Google doesn't index the Commons

classic Classic list List threaded Threaded
5 messages Options
Reply | Threaded
Open this post in threaded view
|

Google doesn't index the Commons

Brianna Laugher
Hi,

Someone suggested I (commons and en user:pfctdayelise) post this here.
If I am mistaken and Google does in fact index the Commons, I would
really appreciate someone explaining how to go about it. Comments
welcome on either of my user talk pages, COM:VP or by email.
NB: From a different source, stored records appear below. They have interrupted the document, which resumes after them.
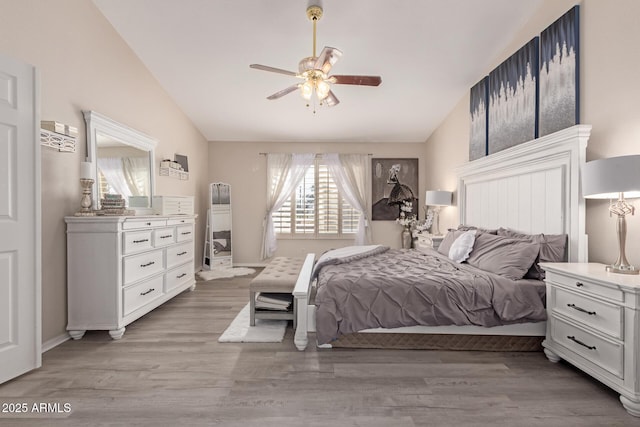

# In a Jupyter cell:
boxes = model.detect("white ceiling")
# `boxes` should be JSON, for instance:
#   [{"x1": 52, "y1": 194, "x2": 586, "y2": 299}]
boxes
[{"x1": 93, "y1": 0, "x2": 541, "y2": 142}]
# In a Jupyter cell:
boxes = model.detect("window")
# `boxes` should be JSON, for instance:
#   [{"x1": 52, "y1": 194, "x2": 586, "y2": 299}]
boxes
[{"x1": 273, "y1": 159, "x2": 360, "y2": 238}]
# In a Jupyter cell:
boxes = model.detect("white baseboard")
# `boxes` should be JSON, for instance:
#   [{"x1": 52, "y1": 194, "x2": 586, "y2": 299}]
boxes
[{"x1": 42, "y1": 332, "x2": 71, "y2": 353}]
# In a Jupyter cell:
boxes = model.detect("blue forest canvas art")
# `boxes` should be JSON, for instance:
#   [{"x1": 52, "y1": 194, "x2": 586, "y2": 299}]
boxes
[
  {"x1": 538, "y1": 6, "x2": 580, "y2": 136},
  {"x1": 469, "y1": 77, "x2": 489, "y2": 160},
  {"x1": 488, "y1": 37, "x2": 539, "y2": 154}
]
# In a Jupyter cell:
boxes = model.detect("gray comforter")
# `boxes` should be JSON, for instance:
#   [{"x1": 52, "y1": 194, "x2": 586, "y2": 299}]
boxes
[{"x1": 315, "y1": 248, "x2": 546, "y2": 344}]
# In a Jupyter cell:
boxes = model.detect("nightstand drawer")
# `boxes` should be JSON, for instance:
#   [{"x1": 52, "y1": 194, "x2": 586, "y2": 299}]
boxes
[
  {"x1": 546, "y1": 271, "x2": 624, "y2": 301},
  {"x1": 550, "y1": 287, "x2": 623, "y2": 339},
  {"x1": 550, "y1": 317, "x2": 624, "y2": 378}
]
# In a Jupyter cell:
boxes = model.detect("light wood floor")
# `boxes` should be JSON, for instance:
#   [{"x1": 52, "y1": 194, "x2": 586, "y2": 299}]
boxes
[{"x1": 0, "y1": 276, "x2": 640, "y2": 427}]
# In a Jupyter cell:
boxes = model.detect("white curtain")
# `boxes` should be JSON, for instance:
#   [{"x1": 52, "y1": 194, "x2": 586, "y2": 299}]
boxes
[
  {"x1": 324, "y1": 153, "x2": 371, "y2": 245},
  {"x1": 98, "y1": 157, "x2": 132, "y2": 200},
  {"x1": 261, "y1": 153, "x2": 316, "y2": 259},
  {"x1": 122, "y1": 157, "x2": 151, "y2": 196}
]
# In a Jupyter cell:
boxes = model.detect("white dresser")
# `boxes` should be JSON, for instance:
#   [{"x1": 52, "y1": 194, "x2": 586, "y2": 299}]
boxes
[
  {"x1": 540, "y1": 263, "x2": 640, "y2": 417},
  {"x1": 65, "y1": 215, "x2": 196, "y2": 339}
]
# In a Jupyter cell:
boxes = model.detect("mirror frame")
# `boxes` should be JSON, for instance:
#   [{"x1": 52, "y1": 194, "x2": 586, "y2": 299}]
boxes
[{"x1": 82, "y1": 110, "x2": 158, "y2": 214}]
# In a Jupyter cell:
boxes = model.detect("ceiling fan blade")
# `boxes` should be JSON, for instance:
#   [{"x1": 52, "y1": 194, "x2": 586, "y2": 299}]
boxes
[
  {"x1": 267, "y1": 85, "x2": 299, "y2": 100},
  {"x1": 322, "y1": 91, "x2": 340, "y2": 107},
  {"x1": 314, "y1": 46, "x2": 342, "y2": 74},
  {"x1": 249, "y1": 64, "x2": 298, "y2": 76},
  {"x1": 328, "y1": 75, "x2": 382, "y2": 86}
]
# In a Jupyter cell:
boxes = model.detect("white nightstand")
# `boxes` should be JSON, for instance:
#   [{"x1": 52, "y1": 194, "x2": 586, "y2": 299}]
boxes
[
  {"x1": 413, "y1": 233, "x2": 444, "y2": 250},
  {"x1": 540, "y1": 263, "x2": 640, "y2": 417}
]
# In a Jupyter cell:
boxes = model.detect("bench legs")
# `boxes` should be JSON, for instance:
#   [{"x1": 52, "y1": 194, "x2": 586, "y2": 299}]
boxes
[
  {"x1": 293, "y1": 295, "x2": 309, "y2": 351},
  {"x1": 249, "y1": 291, "x2": 256, "y2": 326}
]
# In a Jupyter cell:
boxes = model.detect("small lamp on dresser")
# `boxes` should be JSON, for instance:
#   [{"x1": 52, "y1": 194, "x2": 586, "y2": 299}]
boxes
[
  {"x1": 582, "y1": 155, "x2": 640, "y2": 274},
  {"x1": 424, "y1": 190, "x2": 453, "y2": 236}
]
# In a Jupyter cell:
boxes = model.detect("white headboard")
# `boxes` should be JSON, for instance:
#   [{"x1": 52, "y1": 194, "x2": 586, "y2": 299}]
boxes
[{"x1": 456, "y1": 125, "x2": 591, "y2": 262}]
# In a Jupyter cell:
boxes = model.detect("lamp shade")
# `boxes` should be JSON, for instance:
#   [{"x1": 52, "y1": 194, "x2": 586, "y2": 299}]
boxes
[
  {"x1": 424, "y1": 190, "x2": 453, "y2": 206},
  {"x1": 582, "y1": 155, "x2": 640, "y2": 199}
]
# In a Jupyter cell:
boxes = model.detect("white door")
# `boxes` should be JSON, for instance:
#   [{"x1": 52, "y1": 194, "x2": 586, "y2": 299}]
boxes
[{"x1": 0, "y1": 55, "x2": 42, "y2": 384}]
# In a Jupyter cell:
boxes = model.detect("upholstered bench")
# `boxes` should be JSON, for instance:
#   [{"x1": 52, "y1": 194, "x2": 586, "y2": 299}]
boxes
[{"x1": 249, "y1": 257, "x2": 304, "y2": 328}]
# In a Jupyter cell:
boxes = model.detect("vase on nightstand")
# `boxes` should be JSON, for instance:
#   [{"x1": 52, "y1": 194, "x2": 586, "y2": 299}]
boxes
[{"x1": 402, "y1": 227, "x2": 413, "y2": 249}]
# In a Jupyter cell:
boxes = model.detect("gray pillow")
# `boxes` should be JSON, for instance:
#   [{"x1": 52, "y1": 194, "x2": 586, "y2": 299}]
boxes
[
  {"x1": 438, "y1": 229, "x2": 464, "y2": 257},
  {"x1": 458, "y1": 224, "x2": 498, "y2": 234},
  {"x1": 467, "y1": 233, "x2": 540, "y2": 280},
  {"x1": 498, "y1": 228, "x2": 567, "y2": 280}
]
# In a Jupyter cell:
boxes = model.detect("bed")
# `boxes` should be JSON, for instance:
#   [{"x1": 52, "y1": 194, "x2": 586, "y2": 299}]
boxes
[{"x1": 294, "y1": 125, "x2": 591, "y2": 350}]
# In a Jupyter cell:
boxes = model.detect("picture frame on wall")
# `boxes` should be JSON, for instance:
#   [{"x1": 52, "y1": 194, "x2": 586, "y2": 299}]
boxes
[
  {"x1": 469, "y1": 76, "x2": 489, "y2": 161},
  {"x1": 538, "y1": 5, "x2": 580, "y2": 136},
  {"x1": 173, "y1": 154, "x2": 189, "y2": 172},
  {"x1": 488, "y1": 36, "x2": 539, "y2": 154},
  {"x1": 371, "y1": 158, "x2": 418, "y2": 221}
]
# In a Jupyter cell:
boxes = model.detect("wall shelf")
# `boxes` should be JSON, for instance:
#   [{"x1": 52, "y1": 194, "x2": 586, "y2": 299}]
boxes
[
  {"x1": 40, "y1": 129, "x2": 76, "y2": 153},
  {"x1": 160, "y1": 166, "x2": 189, "y2": 180}
]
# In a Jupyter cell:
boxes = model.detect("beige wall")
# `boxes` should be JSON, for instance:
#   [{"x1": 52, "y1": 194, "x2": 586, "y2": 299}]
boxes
[
  {"x1": 426, "y1": 0, "x2": 640, "y2": 266},
  {"x1": 209, "y1": 142, "x2": 428, "y2": 265},
  {"x1": 0, "y1": 0, "x2": 208, "y2": 343}
]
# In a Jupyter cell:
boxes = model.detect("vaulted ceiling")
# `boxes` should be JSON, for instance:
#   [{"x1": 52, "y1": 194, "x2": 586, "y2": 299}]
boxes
[{"x1": 93, "y1": 0, "x2": 541, "y2": 142}]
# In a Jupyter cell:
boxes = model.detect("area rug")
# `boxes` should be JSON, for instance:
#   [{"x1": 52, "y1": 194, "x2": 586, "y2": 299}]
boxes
[
  {"x1": 218, "y1": 304, "x2": 287, "y2": 342},
  {"x1": 197, "y1": 267, "x2": 256, "y2": 280}
]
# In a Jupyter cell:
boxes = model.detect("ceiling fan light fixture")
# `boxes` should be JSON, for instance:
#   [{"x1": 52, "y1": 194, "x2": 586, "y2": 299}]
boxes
[
  {"x1": 316, "y1": 80, "x2": 331, "y2": 101},
  {"x1": 250, "y1": 0, "x2": 382, "y2": 108},
  {"x1": 300, "y1": 80, "x2": 313, "y2": 101}
]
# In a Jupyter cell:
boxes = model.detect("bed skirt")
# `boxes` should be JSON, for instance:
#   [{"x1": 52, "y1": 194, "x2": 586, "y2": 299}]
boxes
[{"x1": 331, "y1": 333, "x2": 544, "y2": 352}]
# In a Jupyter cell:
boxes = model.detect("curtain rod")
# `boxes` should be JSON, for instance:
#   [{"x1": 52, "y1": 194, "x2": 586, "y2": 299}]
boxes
[{"x1": 258, "y1": 153, "x2": 373, "y2": 156}]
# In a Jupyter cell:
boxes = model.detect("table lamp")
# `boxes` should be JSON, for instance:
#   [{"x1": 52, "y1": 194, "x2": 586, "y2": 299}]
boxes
[
  {"x1": 424, "y1": 190, "x2": 453, "y2": 236},
  {"x1": 582, "y1": 155, "x2": 640, "y2": 274}
]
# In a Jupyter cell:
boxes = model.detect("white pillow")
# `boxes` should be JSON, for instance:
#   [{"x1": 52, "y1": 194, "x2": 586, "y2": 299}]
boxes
[{"x1": 449, "y1": 230, "x2": 477, "y2": 263}]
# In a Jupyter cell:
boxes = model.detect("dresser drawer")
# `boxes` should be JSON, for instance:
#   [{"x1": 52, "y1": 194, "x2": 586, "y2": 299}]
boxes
[
  {"x1": 551, "y1": 287, "x2": 623, "y2": 339},
  {"x1": 122, "y1": 276, "x2": 164, "y2": 316},
  {"x1": 167, "y1": 242, "x2": 193, "y2": 268},
  {"x1": 546, "y1": 271, "x2": 624, "y2": 301},
  {"x1": 153, "y1": 227, "x2": 176, "y2": 248},
  {"x1": 123, "y1": 250, "x2": 164, "y2": 285},
  {"x1": 167, "y1": 217, "x2": 196, "y2": 225},
  {"x1": 176, "y1": 225, "x2": 193, "y2": 242},
  {"x1": 122, "y1": 218, "x2": 167, "y2": 230},
  {"x1": 164, "y1": 262, "x2": 193, "y2": 292},
  {"x1": 209, "y1": 257, "x2": 233, "y2": 268},
  {"x1": 550, "y1": 317, "x2": 624, "y2": 378},
  {"x1": 123, "y1": 230, "x2": 152, "y2": 254}
]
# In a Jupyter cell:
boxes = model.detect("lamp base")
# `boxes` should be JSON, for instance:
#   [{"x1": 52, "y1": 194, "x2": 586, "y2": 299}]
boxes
[{"x1": 607, "y1": 265, "x2": 640, "y2": 274}]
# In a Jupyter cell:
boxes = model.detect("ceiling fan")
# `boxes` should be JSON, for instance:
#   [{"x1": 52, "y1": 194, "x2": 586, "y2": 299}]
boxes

cheers, Brianna (pfctdayelise)


Originally at [[commons:COM:VP#Keywords]]:

A related problem is that Google does not index the commons. Well,
more or less. It is basically impossible to find any commons content
in there - as you normally can by going ' keyword
site:commons.wikimedia.org '. Personally I find this rather
unbelievable and appalling on Google's behalf. Does anyone else think
we should, um, make them aware of this? pfctdayelise 13:26, 16 January
2006 (UTC)

        This has been discussed before. Part of the problem is that
descriptive info is in "foo.jpg", but Google has no way of knowing
that we have text pages that just happen to be named identically to
the nontextual image files that everybody in the world uses. Another
problem is that Google ranks by references to the page, and most
commons pages look like orphans or near-orphans, image references from
WP articles being made "secretly" via the MediaWiki local/commons
two-step lookup. On keywords, feel free to add them anywhere, they
will help our own search algorithm. I'm not so inclined to be
concerned about that, considering how many thousands of images still
have not a single link or category. Stan Shebs 00:22, 17 January 2006
(UTC)

            Google does have a way to know that those pages are HTML,
not binary files: it's in the http header field called "Content-Type".
Google just ignores it (or does not even try to load such a page).
[snip]  Duesentrieb(?!) 02:01, 17 January 2006 (UTC)

--
"Mathematicians do it with Nobel's wife."
_______________________________________________
Wikitech-l mailing list
[hidden email]
http://mail.wikipedia.org/mailman/listinfo/wikitech-l
Reply | Threaded
Open this post in threaded view
|

Re: Google doesn't index the Commons

Christof Damian
On Wed, 18 Jan 2006, Brianna Laugher wrote:
>
> A related problem is that Google does not index the commons. Well,
> more or less. It is basically impossible to find any commons content
> in there - as you normally can by going ' keyword
> site:commons.wikimedia.org '. Personally I find this rather
> unbelievable and appalling on Google's behalf. Does anyone else
> think we should, um, make them aware of this? pfctdayelise 13:26, 16
> January 2006 (UTC)

It is rather annoying. I have a wiki wit a large amount of images too
and description on the "Image:" pages.

I thought about hacking mediawiki so that it changes the Image:*.jpg
to something else, without having to change any wiki text.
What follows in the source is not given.